El pato parecía gato (frotaba su cabeza sobre el regazo de los visitantes y graznaba en forma de maullido), el gato parecía pato (comía como a picotazos y maullaba en forma de graznido).
Un día vinieron a cenar unos pacos amigos. Graznaban como locos, liberados del maullido obediente que estaban obligados a adoptar en su trabajo, mostrando con su amabilidad y buen juicio (hacia esos hippies barbudos que solían reprimir) la debilidad en las fronteras que impone el poder (en geografías humanas que no pueden disimular la unión entre los pueblos tierra).
De todas maneras, para no dar papaya (o mote con huesillo), sabiendo que el paco por graznar no deja de ser paco, hubo que esconder la planta de marihuana que el Javi pacientemente regaba (y ocultaba) en el fondo del local.
Con precaución disimulamos la sagrada planta en el rincón más escondido de Petro Pizza, precisamente ahí, donde correteaban cual hermanitos el pato y el gato.
Al otro día, pasada la graznante borrachera, con el nostálgico sabor del mañanero cayendo en la cruda realidad de la escasez canábica, el Javi se acordó de la sagrada planta.
Apenas si quedaba un tronquito miserable.

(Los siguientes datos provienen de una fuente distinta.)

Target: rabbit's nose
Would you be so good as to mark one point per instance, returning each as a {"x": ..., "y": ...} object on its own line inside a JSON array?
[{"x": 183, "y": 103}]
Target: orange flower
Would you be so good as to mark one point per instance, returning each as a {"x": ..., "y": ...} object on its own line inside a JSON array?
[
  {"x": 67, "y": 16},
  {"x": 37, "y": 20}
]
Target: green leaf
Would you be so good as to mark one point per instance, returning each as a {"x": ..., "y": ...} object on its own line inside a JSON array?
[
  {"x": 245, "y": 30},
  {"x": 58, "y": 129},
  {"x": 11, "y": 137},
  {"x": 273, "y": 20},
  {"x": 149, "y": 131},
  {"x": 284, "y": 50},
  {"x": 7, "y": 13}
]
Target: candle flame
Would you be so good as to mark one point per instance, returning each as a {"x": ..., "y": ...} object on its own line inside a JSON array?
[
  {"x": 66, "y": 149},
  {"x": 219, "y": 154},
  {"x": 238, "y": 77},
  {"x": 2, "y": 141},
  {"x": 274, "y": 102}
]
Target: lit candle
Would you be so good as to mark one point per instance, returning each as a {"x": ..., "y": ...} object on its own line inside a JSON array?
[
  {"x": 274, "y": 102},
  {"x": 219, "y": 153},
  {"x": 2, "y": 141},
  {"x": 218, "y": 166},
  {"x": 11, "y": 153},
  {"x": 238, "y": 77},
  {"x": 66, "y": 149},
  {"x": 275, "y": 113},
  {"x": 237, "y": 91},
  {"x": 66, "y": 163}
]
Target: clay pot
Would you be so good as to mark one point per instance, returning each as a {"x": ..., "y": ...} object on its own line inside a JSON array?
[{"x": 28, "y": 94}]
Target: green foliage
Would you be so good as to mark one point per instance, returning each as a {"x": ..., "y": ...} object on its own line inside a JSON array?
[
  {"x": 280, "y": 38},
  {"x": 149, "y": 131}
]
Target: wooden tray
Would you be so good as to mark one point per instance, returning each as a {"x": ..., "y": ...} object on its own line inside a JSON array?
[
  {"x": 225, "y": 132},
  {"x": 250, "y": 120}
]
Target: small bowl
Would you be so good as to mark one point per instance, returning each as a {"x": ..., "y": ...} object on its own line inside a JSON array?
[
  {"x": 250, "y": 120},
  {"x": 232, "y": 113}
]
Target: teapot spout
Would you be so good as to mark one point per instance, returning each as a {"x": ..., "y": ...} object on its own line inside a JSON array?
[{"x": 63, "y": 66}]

¿Habría sido el gato? ¿Habría sido el pato? ¿Habrían compartido aquella experiencia adolescente de ingesta marihuanera?
El gato durmió todo el día. El Pato graznaba sin parar, se trepaba a las paredes, abría los ojos rojos con expresión desorientada. No había comida que le alcanzara, pedía más y más.
A nosotros nos bastó su felicidad para olvidarnos de la sagrada planta y todos los avatares de este sangrante presente globalizado.